From “Rust Belt Gothic Vol 1”
Youngstown remembers the taste of the air during the reign of steel. It wasn’t just smoke; it was a chemical cocktail that painted the skies grey and orange, and when it rained, it wasn’t just water that fell. They called it “burning rain,” “acid dew.” Old-timers in neighborhoods huddled close to the mills – Campbell, Struthers, the lower South Side – recalled laundry disintegrating on the line, car paint blistering overnight, and a sharp, metallic sting on exposed skin during downpours. The stone facades of downtown buildings, the bronze statues in Wick Park, the very bricks of the houses bear the scars – pitted, eroded, softened, like features blurred by a corrosive memory. The mills are mostly gone now, the air is clearer, but the legacy lingers, soaked deep into the soil, settled in the river sediment, and perhaps, etched into the very biology of the place.

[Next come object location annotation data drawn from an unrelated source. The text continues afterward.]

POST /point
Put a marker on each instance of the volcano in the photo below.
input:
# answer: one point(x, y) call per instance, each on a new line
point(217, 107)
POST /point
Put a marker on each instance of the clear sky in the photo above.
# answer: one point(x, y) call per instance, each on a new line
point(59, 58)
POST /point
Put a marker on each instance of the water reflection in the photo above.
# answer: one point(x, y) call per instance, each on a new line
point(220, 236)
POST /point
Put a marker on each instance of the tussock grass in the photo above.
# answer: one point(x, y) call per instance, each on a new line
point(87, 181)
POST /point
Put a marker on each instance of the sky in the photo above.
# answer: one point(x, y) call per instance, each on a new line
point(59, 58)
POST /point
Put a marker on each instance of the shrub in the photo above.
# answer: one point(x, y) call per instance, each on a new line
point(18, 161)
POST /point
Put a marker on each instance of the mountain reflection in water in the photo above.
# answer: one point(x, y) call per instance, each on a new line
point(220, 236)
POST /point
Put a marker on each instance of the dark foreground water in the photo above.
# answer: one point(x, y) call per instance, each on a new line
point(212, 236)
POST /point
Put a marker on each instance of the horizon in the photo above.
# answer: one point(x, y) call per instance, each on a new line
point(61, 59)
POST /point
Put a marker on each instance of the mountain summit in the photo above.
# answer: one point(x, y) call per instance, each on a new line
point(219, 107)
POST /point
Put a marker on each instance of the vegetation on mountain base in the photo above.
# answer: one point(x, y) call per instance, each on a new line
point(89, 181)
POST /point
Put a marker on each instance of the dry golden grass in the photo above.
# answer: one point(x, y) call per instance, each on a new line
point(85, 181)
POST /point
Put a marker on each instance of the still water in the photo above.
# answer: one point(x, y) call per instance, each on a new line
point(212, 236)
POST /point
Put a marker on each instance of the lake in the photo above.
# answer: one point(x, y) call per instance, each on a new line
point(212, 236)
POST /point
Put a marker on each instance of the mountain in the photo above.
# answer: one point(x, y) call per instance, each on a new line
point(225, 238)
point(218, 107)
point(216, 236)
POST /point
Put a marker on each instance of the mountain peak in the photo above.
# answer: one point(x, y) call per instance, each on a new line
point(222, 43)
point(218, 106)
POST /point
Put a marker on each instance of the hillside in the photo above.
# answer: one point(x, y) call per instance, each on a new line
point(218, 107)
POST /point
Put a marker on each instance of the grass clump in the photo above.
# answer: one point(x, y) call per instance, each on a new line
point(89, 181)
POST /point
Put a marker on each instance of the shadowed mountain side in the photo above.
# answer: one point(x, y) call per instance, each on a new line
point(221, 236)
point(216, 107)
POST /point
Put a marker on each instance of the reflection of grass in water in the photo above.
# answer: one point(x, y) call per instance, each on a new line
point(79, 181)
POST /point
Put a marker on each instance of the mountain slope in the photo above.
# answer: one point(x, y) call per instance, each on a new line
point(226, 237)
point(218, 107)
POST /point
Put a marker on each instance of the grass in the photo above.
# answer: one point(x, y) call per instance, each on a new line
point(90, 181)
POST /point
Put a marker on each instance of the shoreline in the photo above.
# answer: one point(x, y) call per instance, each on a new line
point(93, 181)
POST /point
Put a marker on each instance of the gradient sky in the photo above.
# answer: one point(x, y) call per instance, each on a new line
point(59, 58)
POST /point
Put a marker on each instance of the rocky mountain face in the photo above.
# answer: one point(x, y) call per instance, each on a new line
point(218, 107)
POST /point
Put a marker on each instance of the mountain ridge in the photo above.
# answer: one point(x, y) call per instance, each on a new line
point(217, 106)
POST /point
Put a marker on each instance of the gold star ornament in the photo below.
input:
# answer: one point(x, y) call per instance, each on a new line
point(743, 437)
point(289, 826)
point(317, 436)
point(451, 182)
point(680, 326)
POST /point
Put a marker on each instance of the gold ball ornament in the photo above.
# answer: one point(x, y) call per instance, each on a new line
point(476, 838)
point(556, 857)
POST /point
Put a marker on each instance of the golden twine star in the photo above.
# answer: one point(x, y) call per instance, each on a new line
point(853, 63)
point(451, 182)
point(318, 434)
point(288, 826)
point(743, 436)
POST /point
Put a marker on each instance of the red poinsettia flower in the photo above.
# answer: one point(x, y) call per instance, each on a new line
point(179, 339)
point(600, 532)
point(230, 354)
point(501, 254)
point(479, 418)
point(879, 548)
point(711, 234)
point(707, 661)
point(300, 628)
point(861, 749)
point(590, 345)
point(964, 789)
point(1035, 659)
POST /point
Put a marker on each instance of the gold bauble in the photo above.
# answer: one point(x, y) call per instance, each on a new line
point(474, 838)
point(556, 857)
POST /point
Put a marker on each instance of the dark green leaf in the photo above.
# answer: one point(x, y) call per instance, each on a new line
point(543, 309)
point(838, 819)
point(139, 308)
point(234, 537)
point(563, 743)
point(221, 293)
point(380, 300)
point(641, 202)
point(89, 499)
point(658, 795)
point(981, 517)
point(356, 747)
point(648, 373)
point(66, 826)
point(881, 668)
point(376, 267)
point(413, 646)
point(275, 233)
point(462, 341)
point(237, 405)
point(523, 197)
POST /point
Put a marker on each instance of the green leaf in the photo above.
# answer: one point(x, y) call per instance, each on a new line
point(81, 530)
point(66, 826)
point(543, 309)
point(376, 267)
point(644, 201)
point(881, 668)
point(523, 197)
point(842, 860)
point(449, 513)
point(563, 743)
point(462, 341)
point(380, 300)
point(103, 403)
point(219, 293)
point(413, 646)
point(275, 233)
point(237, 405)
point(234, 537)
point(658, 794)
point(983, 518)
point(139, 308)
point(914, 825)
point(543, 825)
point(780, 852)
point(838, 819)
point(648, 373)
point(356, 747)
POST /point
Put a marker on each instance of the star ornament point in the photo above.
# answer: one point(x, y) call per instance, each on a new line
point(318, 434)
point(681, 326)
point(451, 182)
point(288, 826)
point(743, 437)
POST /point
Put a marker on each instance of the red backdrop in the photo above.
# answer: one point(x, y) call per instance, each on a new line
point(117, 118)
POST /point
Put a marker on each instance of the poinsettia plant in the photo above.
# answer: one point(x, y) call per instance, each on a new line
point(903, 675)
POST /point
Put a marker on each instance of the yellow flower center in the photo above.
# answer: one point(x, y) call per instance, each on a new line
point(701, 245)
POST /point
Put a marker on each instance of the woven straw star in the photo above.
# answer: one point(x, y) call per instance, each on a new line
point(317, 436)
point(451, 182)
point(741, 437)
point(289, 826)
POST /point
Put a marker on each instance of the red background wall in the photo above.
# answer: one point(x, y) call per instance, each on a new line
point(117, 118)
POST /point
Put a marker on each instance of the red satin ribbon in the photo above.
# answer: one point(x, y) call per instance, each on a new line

Dr. Aris Thorne, a recently retired botanist who had returned to his childhood home in a quiet, older section of Struthers, began to notice anomalies. His trained eye, accustomed to the precise symmetry and predictable patterns of plant life, found subtle deviations in his own backyard and the surrounding neighborhood. An ancient oak tree near the fence line showed bark with a strange, almost crystalline lesion pattern, unlike any blight he knew. Maple saplings grew with twisted, asymmetrical branches. The leaves on his rose bushes were often misshapen, curled inward, their veins unusually prominent and dark. Fungi sprouting after rain displayed unnervingly vibrant, unnatural colors – electric blues, sickly yellows – and sometimes grew in oddly geometric clusters. He observed insects, too: spiders with mismatched leg lengths, beetles with fused wing casings, moths with blurred, asymmetrical patterns. Individually, each anomaly could be dismissed. Collectively, they painted a picture of an environment subtly, persistently rewriting the rules of biology.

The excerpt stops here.